If it hasn’t been hard enough protecting the Macquarie Marshes from drought because of the upstream cotton growers, now farmers are faced with a new threat to this environmentally significant, Ramsar-listed area.

The Nature Conservation Council of New South Wales (NCC), has expressed outrage at news of gold and copper mining exploration occurring in the Macquarie Marshes.

The Resources Regulator has approved the exploration for copper and gold by Australian Consolidated Gold Holdings after taking at face value the company’s statement that: ‘There are no areas of critical habitat or areas of outstanding biodiversity value within the proposed drilling area.’

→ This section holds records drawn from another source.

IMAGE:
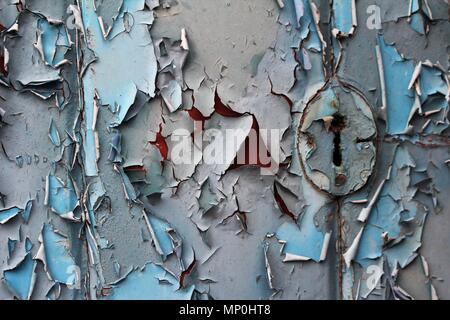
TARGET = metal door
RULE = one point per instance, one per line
(211, 149)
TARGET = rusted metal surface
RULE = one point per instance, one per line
(240, 149)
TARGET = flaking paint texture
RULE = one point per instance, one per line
(95, 205)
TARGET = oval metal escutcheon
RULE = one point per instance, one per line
(337, 139)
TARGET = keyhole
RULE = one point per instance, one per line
(337, 125)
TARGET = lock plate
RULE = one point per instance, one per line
(337, 140)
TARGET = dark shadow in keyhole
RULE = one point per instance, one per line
(337, 125)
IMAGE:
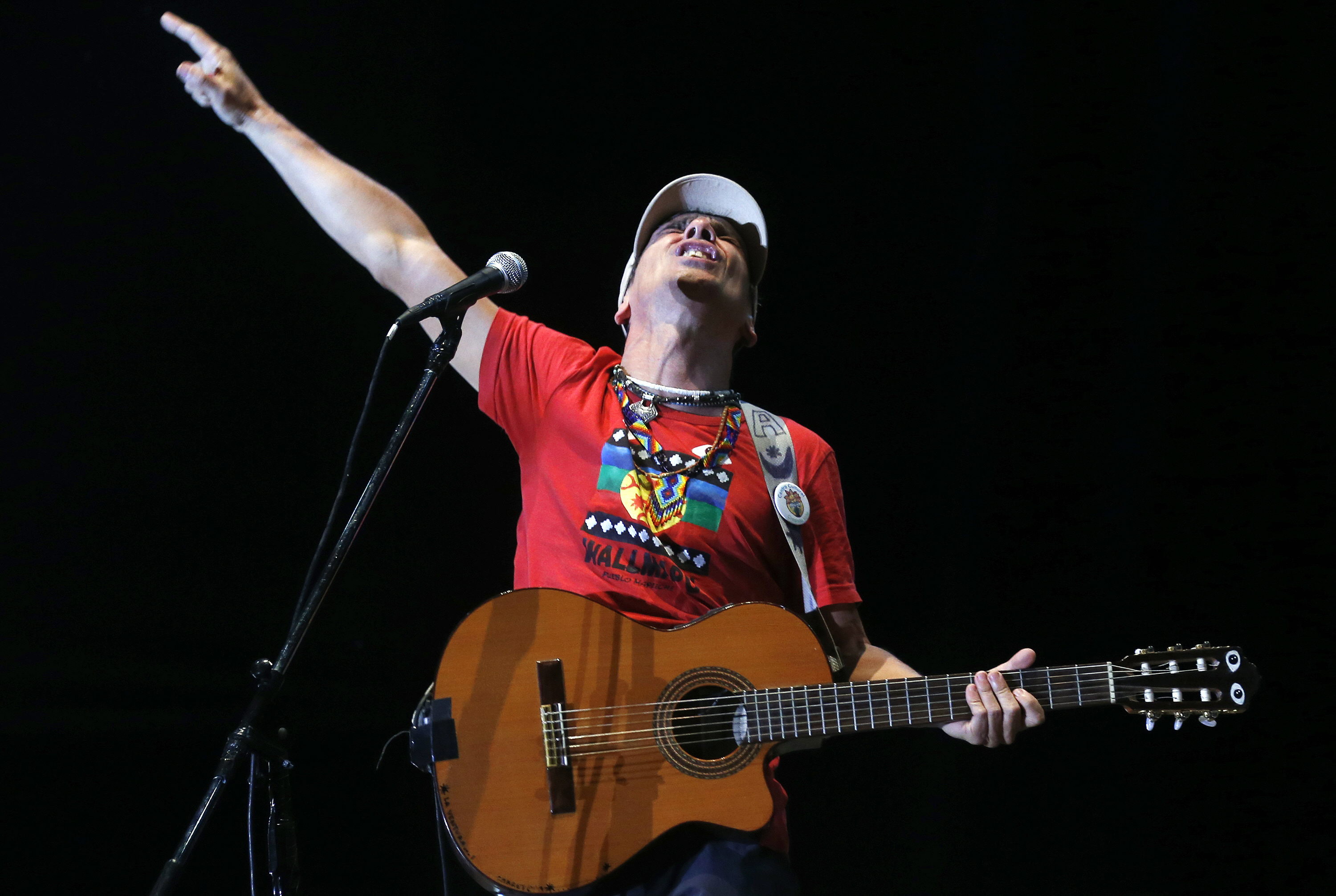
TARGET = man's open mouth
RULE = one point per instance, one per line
(698, 249)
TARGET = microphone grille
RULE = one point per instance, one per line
(512, 268)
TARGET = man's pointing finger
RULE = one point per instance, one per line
(193, 35)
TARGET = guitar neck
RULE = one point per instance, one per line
(815, 711)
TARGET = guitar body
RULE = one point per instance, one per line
(635, 782)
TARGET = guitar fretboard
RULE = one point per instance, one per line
(815, 711)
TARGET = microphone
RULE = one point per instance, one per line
(504, 273)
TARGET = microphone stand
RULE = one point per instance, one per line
(269, 763)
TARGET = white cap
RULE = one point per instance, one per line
(714, 195)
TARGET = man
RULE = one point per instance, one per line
(650, 443)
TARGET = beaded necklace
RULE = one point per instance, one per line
(667, 489)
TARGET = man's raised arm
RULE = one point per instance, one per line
(368, 221)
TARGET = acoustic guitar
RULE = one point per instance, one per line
(566, 737)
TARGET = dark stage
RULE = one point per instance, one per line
(1053, 280)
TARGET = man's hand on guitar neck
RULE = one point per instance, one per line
(1000, 713)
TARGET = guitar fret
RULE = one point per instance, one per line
(773, 715)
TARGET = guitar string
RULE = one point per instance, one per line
(765, 733)
(1097, 671)
(850, 712)
(854, 703)
(845, 693)
(861, 716)
(730, 739)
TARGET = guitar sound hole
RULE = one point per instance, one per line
(703, 721)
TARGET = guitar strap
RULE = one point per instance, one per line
(779, 464)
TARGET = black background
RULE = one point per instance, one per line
(1052, 278)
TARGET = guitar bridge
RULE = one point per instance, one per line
(556, 748)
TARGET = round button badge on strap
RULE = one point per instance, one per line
(793, 504)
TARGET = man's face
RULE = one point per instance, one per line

The Macquarie Marshes is a Ramsar-listed wetland, one of the largest remaining semi-permanent wetlands in Southern Australia, and a critically important site for water bird breeding in Australia.   

Mole Marsh

Magpie Geese on Mole Marsh, part of the Macquarie Marshes system. Photo Leanne Hall

Macquarie Marshes Graziers, Garry and Leanne Hall are landholders of the area that includes Mole Marsh – one of the proposed drill sites. Mole Marsh is part of the Macquarie Marshes and connects to the protected nature reserve.

With less than a week left to challenge the Regulator’s decision, they say, they need more time to try to get this mining activity stopped in its tracks.

The Macquarie Marshes, a wetland in drought in 2018, severely impacted by cotton farming – the new threat is mining. Photo Tree Faerie.

‘As landholders around the Macquarie Marshes Nature Reserve, we abide by strict guidelines before doing so much as constructing a fence, and yet a gold miner can start drilling without any proper assessment of the land’s cultural values and biodiversity,’ said Garry Hall.

‘This approval from a desktop study is a classic example of apathetic box ticking by a disconnected bureaucrat without any knowledge of the land.

Gary and Leanne Hall want to protect this important part of the world. Photo Leanne Hall

‘This is an area full of life and home to many endangered, threatened and vulnerable species.

‘Brolgas, magpie geese, painted snipe and countless other endangered and vulnerable listed birds, breed and nest right where they want to drill.

‘Most of the sites where they want to drill are currently under water – this makes no sense.’

The most biologically diverse wetlands in the Murray-Darling Basin

There is an abundance of waterbird life on the Macquarie Marshes. Photo Leanne Hall.

NCC Water Campaigner Mel Gray said it’s obscene to hear that a mining exploration license has been granted in one of the most biologically diverse wetlands in the Murray-Darling Basin. ‘The Macquarie Marshes is an awe-inspiring patchwork of interconnected miniature habitats, all of them bursting with life. 

‘The impact of this drilling would have unforeseeable consequences for the whole wetland system and the myriad of life it supports. 

‘The area is home to an incredible diversity of native birds and fish and it is beyond belief that the Regulator would allow mining exploration here.’